Xbox One console service

Xbox Fitness was a service for the Xbox One console, developed by Microsoft Studios in partnership with Sumo Digital, which featured fitness and exercise videos from trainers Jillian Michaels, Tracy Anderson, Tony Horton of P90X and Shaun T of Insanity. Xbox Fitness was one of the 22 game titles that launched with Xbox One. The game used the Kinect sensor to track the player's heart rate and estimated calories burned, and gave feedback about how well the player is performing the exercise activities.

The service used the Kinect 2.0 sensor to track the player's heart rate, estimate calories burned, and to provide feedback in form, balance, and power. Using Kinect technology, Xbox Fitness would read the player's heart rate without a monitor and see which muscles are most engaged by measuring the power, force, and transfer of weight in the body. It could also track balance, tempo, and form of the player's body. Xbox Fitness included workout routines that ranged from 10 minutes to 60 minutes and the service was free through December 2014 for Xbox Live Gold subscribers.

To motivate the player, in-workout challenges were presented and achievements could be earned. When the player is completing a workout, the silhouette of the body will appear on the right side of the screen with colors and movement to showcase which muscles are engaged and how hard each is working. Players will see how their Fit Points and scores compare to their past efforts, their friends, and the Xbox Live community.
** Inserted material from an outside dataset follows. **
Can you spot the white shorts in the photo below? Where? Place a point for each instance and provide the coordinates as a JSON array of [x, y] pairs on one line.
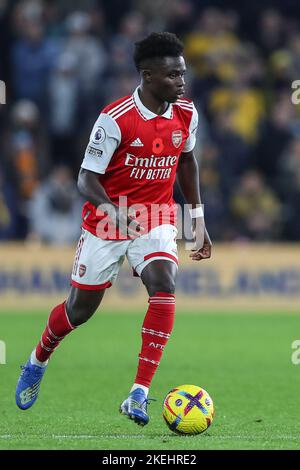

Xbox Fitness could also synchronise data with the Microsoft Health platform.

On June 27, 2016, Microsoft announced the discontinuation of Xbox Fitness; the ability to purchase content was removed effective immediately, and the service was disabled entirely on July 1, 2017, after which users were no longer be able to use Xbox Fitness or access its content. No refunds were provided for purchased content.